Wednesday, January 12, 2011

A Plan for Completion

I spent more time with my PhD supervisor this morning, and we determined the following plan:

The thesis will have five chapters of about 15,000 words each.
The introduction will be about 8,000 words.
There might be a 4,000 word conclusion.

This is my current progress on each of these:

Introduction: Some of this is written as part of an existing chapter draft, but most of it will be written from scratch.
Chapter 1: I will combine two existing pieces for this chapter. I know the argument, which was the core of the paper I presented last week. I can safely say the drafting of this chapter is 2/3 complete with about 9,000 words done.
Chapter 2: No work done on this. Still need to read primary sources.
Chapter 3: 3,000 words complete for a conference paper I did last year that will cover part of the topic.
Chapter 4: 10,000 words complete.
Chapter 5: No work complete. Still need to read some of primary sources.
Conclusion: Nothing, of course.

This is the new timeline:

Article from conference paper drafted by April, 2011
Chapter 2 drafted by August, 2011
Chapter 3 drafted by January, 2012
Chapter 5 drafted by August, 2012
Full draft (and I do mean *draft*) complete by December 2012
Polished thesis complete by December 2013

Easy-Peasy!

6 comments:

Amstr said...

Yay! A plan! I always feel so much better when I have a plan. And your plan looks good. Very good.

I also find the work goes faster when there's an end in sight. That said, I'm having a very slow re-entry into research after the big push in December and the holidays.

Cheers!

Good Enough Woman said...

Master, You may not be surprised to hear that I was thinking of you when I wrote that post! So how does it compare to your plan?

As for your renter, I don't blame you. You must have been so burnt by the push for that book chapter. How long was it? 7500ish? Do you have a good pathway back in?

Fie upon this quiet life! said...

Yikes. If my dissertation were that long, I'd still be working on it. You must be in a program that actually cares about their students' dissertations. Mine was pretty much a hoop. Then again, no one expects you (or me, that is) to have a new idea about Shakespeare. Hm. I'm sure that my whole diss was under 50,000 words: three chapters, intro and conclusion.

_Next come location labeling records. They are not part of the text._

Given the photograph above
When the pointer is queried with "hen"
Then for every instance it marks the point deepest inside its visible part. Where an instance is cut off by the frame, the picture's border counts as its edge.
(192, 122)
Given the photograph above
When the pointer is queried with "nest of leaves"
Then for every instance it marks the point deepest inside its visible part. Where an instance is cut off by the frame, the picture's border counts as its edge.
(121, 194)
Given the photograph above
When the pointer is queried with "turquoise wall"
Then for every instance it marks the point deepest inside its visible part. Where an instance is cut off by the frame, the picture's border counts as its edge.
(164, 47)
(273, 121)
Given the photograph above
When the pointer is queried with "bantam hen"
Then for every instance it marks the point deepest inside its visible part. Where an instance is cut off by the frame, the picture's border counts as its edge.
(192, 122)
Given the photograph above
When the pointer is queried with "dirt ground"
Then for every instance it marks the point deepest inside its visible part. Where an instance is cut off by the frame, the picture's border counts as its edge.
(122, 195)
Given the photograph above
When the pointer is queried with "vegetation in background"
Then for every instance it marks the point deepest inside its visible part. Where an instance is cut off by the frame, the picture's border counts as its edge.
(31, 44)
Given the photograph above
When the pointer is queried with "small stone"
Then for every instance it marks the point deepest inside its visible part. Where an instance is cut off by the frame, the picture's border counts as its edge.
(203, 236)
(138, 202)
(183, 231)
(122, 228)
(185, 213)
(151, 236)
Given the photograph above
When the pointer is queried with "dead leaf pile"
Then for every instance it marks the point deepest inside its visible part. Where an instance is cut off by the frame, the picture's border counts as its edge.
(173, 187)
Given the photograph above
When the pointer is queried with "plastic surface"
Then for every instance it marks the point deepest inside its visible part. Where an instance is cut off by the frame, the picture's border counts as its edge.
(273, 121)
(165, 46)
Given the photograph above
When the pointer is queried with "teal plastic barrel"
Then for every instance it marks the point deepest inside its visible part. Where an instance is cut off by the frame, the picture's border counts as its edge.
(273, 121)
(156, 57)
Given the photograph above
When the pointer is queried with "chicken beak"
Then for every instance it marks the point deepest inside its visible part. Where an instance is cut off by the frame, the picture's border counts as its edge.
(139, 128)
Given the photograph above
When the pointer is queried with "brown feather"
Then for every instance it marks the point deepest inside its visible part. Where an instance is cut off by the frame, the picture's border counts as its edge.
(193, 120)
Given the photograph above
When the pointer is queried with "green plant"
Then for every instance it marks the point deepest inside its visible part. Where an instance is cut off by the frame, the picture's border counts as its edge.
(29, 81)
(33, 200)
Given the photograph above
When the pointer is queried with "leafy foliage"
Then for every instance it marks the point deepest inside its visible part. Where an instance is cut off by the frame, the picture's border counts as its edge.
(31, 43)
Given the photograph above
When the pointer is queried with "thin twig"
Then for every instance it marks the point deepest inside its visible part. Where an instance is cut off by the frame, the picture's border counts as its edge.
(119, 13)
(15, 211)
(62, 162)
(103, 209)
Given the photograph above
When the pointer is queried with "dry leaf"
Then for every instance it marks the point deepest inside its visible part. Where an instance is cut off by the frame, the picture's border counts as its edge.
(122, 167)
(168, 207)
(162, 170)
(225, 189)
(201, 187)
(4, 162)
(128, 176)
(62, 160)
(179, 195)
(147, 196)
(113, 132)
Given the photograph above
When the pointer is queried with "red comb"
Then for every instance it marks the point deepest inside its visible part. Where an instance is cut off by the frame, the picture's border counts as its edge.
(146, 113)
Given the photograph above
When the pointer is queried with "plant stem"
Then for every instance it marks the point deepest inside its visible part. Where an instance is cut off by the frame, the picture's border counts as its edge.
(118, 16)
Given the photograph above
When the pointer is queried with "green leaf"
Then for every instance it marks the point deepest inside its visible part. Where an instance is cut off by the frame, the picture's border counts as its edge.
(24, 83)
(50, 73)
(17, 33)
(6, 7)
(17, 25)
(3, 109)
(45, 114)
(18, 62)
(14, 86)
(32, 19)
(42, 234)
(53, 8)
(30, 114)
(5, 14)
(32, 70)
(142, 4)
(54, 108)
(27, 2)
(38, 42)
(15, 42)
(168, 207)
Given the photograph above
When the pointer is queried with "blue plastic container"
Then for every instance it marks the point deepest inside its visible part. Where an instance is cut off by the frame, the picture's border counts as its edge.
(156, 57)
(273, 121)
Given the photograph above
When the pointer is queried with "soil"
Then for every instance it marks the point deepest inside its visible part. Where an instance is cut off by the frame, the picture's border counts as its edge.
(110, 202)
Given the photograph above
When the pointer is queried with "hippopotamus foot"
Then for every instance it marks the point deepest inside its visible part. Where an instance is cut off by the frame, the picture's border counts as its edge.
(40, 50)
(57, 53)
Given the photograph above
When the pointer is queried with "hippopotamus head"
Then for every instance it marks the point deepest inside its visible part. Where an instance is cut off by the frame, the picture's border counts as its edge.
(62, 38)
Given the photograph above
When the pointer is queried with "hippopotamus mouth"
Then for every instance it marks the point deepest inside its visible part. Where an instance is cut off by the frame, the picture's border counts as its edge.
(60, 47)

I guess it also depends on what kind of job you want. I wanted a teaching job, not a R1 job. So I just got 'er done. What kind of job do you want?

Good Enough Woman said...

Fie, I think that in the UK, the 100,000 word thesis (dissertation) is typical. The whole degree is focused more on the thesis itself-- no comps, no orals, little coursework. It's all about the thesis. As for a job? I'll probably just keep the one I have. If, after I'm finished, the university in my town hires a c18 person, or a Brit Lit generalist, I *might* consider applying, but, frankly, I don't think I'd be very competitive even though I have a lot of friends among the faculty there. They get applicants from Yale now. Plus, I can't imagine they'd be able to match the salary that I'll be making by then at my current position. So, as crazy as it sounds, I'm kind of doing the thesis just for my own sake. I'll get a little raise in salary that, over time, will cover the money it cost to do the program. I do hope, perhaps, that the PhD might open some opportunities here or there in the future, but I've got a good CC job, and I'm thankful for it. Reading so many academic blogs makes me realize how thankful I am! BTW, I hope you're feeling better!

This Ro(a)mantic Life said...

The plan sounds so nice and concrete. Glad you've got it all mapped out and that you've got what look like very manageable steps to get from now till the end of the timeline. Yay, GEW!

loveskidlit said...

Good plan. Very manageable! And I agree: reading academic blogs is heart breaking. I can't imagine being on the market right now (sorry, Fie!).